I tend to keep the peace by staying quiet. At work, in my family, even in my friendships. I don’t speak up when something bothers me because I don’t want to make things worse. Even in the past when trying to speak my mind, I’m told I’m overreacting or that I shouldn’t be upset.

But I’m noticing how much resentment I carry. I replay conversations in my head, I vent privately, and I feel unseen. How do I find the courage to speak up without making everything explode?

— Quiet But Boiling

Dear Quiet,

Thank you for reaching out; It sounds like you feel unseen in these conversations. That’s really hard, especially when any efforts to feel seen are dismissed.

The first thing I’d like you to know is that you do have a voice and it does matter. If anyone tells you otherwise, it’s either because they’re too worked up to give your words the space they deserve, or, they don’t like what you have to say.

Being quiet can keep the peace, but when there are legitimate issues to be resolved, not saying your piece won’t keep the peace. There are times when remaining silent can be powerful; I’m not saying it can’t be beneficial. The trick is knowing when to stay silent and knowing when to cast aside the learned behavior of being seen and not heard.

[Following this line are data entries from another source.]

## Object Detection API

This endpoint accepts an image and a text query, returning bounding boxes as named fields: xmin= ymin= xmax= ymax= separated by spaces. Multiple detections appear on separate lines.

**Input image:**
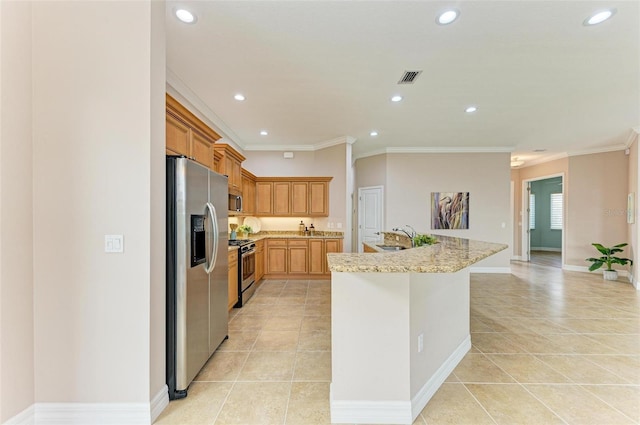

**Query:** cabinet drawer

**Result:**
xmin=289 ymin=239 xmax=309 ymax=246
xmin=267 ymin=239 xmax=287 ymax=247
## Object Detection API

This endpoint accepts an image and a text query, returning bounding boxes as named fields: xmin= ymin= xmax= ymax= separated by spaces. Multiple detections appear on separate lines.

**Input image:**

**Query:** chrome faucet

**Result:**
xmin=391 ymin=225 xmax=416 ymax=246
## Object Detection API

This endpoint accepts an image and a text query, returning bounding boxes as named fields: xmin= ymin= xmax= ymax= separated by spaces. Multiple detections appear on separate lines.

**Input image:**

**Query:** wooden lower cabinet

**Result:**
xmin=309 ymin=239 xmax=325 ymax=275
xmin=228 ymin=249 xmax=238 ymax=311
xmin=266 ymin=239 xmax=287 ymax=275
xmin=256 ymin=238 xmax=342 ymax=280
xmin=256 ymin=240 xmax=264 ymax=283
xmin=287 ymin=239 xmax=309 ymax=274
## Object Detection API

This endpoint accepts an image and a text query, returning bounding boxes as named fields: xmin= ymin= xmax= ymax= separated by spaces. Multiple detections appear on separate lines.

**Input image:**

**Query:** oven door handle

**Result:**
xmin=205 ymin=202 xmax=220 ymax=274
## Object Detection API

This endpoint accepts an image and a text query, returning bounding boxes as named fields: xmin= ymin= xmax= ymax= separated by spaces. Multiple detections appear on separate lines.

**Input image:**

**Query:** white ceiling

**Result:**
xmin=166 ymin=1 xmax=640 ymax=165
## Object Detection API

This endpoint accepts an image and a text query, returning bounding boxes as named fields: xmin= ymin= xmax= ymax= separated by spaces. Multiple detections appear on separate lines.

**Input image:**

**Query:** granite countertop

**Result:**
xmin=327 ymin=235 xmax=508 ymax=273
xmin=240 ymin=230 xmax=344 ymax=241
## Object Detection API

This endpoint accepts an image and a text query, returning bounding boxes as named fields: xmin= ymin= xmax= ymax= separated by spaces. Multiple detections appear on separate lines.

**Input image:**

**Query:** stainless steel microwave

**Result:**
xmin=229 ymin=193 xmax=242 ymax=212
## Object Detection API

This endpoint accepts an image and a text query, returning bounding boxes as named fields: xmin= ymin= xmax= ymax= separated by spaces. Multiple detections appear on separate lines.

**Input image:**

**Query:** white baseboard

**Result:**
xmin=35 ymin=403 xmax=151 ymax=425
xmin=151 ymin=385 xmax=169 ymax=423
xmin=12 ymin=385 xmax=169 ymax=425
xmin=331 ymin=400 xmax=413 ymax=425
xmin=529 ymin=246 xmax=562 ymax=252
xmin=411 ymin=335 xmax=471 ymax=419
xmin=469 ymin=267 xmax=511 ymax=274
xmin=5 ymin=404 xmax=36 ymax=425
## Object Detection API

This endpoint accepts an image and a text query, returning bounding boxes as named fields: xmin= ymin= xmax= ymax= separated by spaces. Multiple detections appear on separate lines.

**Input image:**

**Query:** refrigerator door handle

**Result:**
xmin=205 ymin=202 xmax=220 ymax=274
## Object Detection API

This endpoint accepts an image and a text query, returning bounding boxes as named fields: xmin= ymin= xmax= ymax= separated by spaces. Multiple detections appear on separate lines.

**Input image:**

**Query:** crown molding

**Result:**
xmin=354 ymin=146 xmax=514 ymax=160
xmin=166 ymin=67 xmax=242 ymax=150
xmin=244 ymin=136 xmax=357 ymax=152
xmin=567 ymin=144 xmax=628 ymax=156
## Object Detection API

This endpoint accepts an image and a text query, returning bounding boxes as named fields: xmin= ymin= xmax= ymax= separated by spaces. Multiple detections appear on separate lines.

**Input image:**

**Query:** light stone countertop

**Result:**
xmin=327 ymin=235 xmax=508 ymax=273
xmin=239 ymin=230 xmax=344 ymax=241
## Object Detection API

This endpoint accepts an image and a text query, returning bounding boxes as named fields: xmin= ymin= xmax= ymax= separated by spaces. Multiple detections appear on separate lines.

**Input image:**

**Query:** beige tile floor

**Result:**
xmin=156 ymin=262 xmax=640 ymax=425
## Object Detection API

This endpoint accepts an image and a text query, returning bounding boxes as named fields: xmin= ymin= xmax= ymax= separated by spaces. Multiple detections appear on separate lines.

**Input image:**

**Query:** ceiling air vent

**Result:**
xmin=398 ymin=71 xmax=422 ymax=84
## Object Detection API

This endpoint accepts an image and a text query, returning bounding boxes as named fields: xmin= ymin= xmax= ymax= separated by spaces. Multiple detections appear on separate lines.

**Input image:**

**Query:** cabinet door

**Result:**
xmin=309 ymin=182 xmax=329 ymax=217
xmin=267 ymin=239 xmax=287 ymax=274
xmin=228 ymin=250 xmax=238 ymax=310
xmin=242 ymin=176 xmax=256 ymax=214
xmin=289 ymin=239 xmax=309 ymax=274
xmin=291 ymin=182 xmax=309 ymax=216
xmin=166 ymin=114 xmax=191 ymax=156
xmin=229 ymin=159 xmax=242 ymax=190
xmin=256 ymin=182 xmax=273 ymax=215
xmin=191 ymin=131 xmax=213 ymax=169
xmin=256 ymin=241 xmax=264 ymax=282
xmin=323 ymin=239 xmax=342 ymax=273
xmin=309 ymin=239 xmax=325 ymax=274
xmin=273 ymin=182 xmax=291 ymax=215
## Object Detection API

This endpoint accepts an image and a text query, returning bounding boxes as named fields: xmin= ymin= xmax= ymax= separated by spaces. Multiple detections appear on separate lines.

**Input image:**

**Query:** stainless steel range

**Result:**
xmin=229 ymin=239 xmax=256 ymax=308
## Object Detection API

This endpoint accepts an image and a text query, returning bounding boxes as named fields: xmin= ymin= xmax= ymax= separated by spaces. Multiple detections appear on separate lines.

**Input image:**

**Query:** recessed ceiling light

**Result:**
xmin=582 ymin=9 xmax=616 ymax=26
xmin=176 ymin=9 xmax=196 ymax=24
xmin=436 ymin=9 xmax=460 ymax=25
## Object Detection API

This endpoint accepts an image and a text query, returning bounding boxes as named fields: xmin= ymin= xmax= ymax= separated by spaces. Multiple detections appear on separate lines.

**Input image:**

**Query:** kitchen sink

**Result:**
xmin=376 ymin=245 xmax=406 ymax=251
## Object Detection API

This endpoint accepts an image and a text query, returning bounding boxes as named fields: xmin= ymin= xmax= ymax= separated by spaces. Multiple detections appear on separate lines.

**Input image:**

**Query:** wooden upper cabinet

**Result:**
xmin=273 ymin=182 xmax=291 ymax=215
xmin=242 ymin=168 xmax=256 ymax=214
xmin=166 ymin=114 xmax=191 ymax=156
xmin=165 ymin=94 xmax=220 ymax=169
xmin=191 ymin=131 xmax=213 ymax=170
xmin=309 ymin=182 xmax=329 ymax=216
xmin=213 ymin=143 xmax=246 ymax=195
xmin=256 ymin=177 xmax=332 ymax=217
xmin=291 ymin=182 xmax=309 ymax=216
xmin=256 ymin=181 xmax=273 ymax=215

Being seen is a biological need for humans as social animals. Regardless of how we express ourselves, we need to express ourselves. When we are unable to do so or we’re shut down, the inevitable result is resentment. I’ve been there Quiet, it hurts.

One trick I’d like you to try is curiosity. You know something is bothering you, but digging deeper about why something is especially provoking may give you a clearer way to communicate your frustration. Feel free to be curious about their words, too. It could be that the other person isn’t expressing themselves the best they can.

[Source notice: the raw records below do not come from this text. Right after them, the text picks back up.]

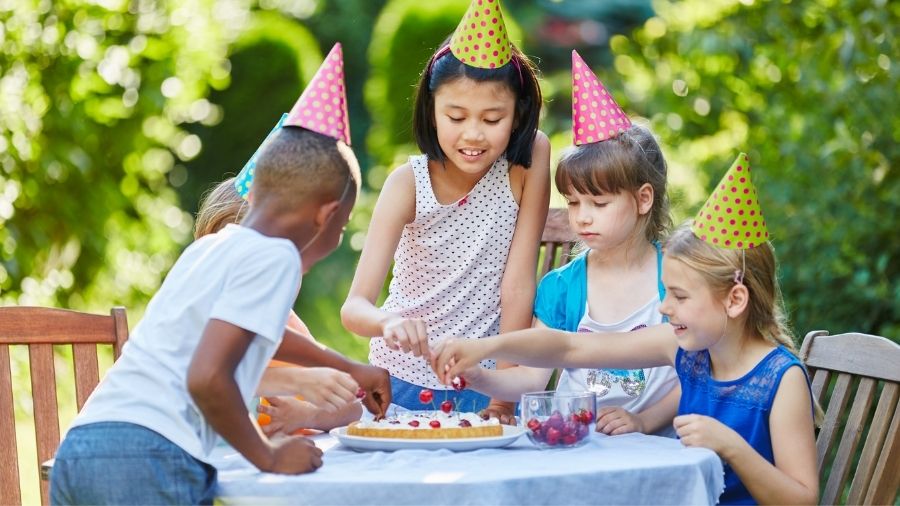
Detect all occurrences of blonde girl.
[433,155,819,504]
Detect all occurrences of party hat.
[450,0,512,69]
[572,50,631,146]
[234,114,287,198]
[691,153,769,249]
[284,42,350,145]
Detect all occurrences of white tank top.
[369,155,519,390]
[557,296,678,436]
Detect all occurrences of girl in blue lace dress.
[432,155,819,504]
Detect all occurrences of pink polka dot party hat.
[691,153,769,249]
[450,0,512,69]
[234,42,350,198]
[284,42,350,145]
[572,50,631,146]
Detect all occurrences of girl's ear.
[634,183,653,216]
[725,283,750,318]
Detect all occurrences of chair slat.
[810,368,831,405]
[804,333,900,382]
[28,344,59,504]
[0,344,22,504]
[847,383,900,504]
[822,378,876,504]
[72,344,100,411]
[865,403,900,504]
[816,374,852,476]
[0,307,116,344]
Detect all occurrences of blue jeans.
[391,376,491,413]
[50,422,216,504]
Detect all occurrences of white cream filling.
[356,411,500,430]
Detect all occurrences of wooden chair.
[0,306,128,504]
[800,330,900,504]
[538,208,578,279]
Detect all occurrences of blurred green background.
[0,0,900,503]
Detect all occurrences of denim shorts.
[50,422,216,504]
[391,376,491,413]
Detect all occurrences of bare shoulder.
[375,163,416,223]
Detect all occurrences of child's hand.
[672,415,744,456]
[597,406,644,436]
[256,397,318,437]
[297,367,359,412]
[381,317,429,360]
[349,364,391,420]
[431,338,486,385]
[261,436,322,474]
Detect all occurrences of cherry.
[546,427,562,446]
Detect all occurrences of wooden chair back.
[800,330,900,504]
[538,208,578,279]
[0,306,128,504]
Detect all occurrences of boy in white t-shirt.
[51,127,390,504]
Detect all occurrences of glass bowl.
[521,391,597,448]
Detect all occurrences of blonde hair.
[194,177,250,240]
[665,220,825,426]
[665,221,797,355]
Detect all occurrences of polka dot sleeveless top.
[369,155,519,390]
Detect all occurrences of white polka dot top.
[369,155,519,390]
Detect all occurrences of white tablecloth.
[211,433,724,506]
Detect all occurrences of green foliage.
[0,0,246,311]
[601,0,900,339]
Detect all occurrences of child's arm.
[597,384,681,436]
[487,131,550,422]
[341,164,428,357]
[256,397,362,436]
[187,320,322,474]
[675,367,819,504]
[256,367,359,413]
[275,328,391,418]
[431,324,678,384]
[462,366,553,404]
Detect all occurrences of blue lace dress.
[675,346,812,504]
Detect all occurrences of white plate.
[329,425,525,452]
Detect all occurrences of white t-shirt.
[72,225,301,460]
[557,297,678,434]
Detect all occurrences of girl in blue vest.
[432,154,820,504]
[454,51,679,436]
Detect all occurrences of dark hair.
[555,125,672,241]
[413,35,542,168]
[251,126,361,209]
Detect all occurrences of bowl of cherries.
[521,391,597,448]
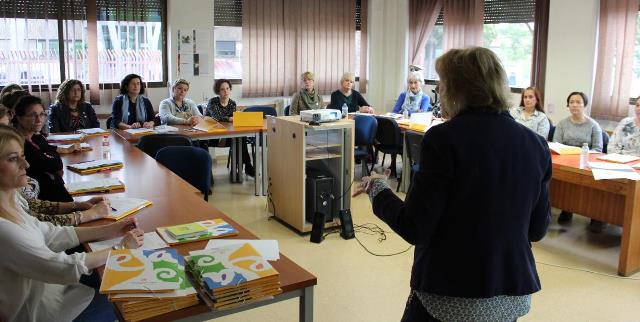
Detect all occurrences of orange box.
[233,112,262,127]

Most importantly, Quiet, you have to get closure from these conversations. Once you’ve found out why something in particular bothers you, you can speak up with curiosity and get deeper into understanding. But without some clear end to the conflict, that resentment could linger.

There are a few ways to get closure out of hard conversations. Probably the most productive is to express gratitude. If you both (or all) have truly tried to understand one another and they’ve let you speak your mind through curiosity, you can just say something along the lines of, “thank you, this has helped.”

Keep in mind that not every conversation is a conflict. But every conversation, like conflict, should give you some kind of progress, some way to move forward. Good luck, Quiet. I see you.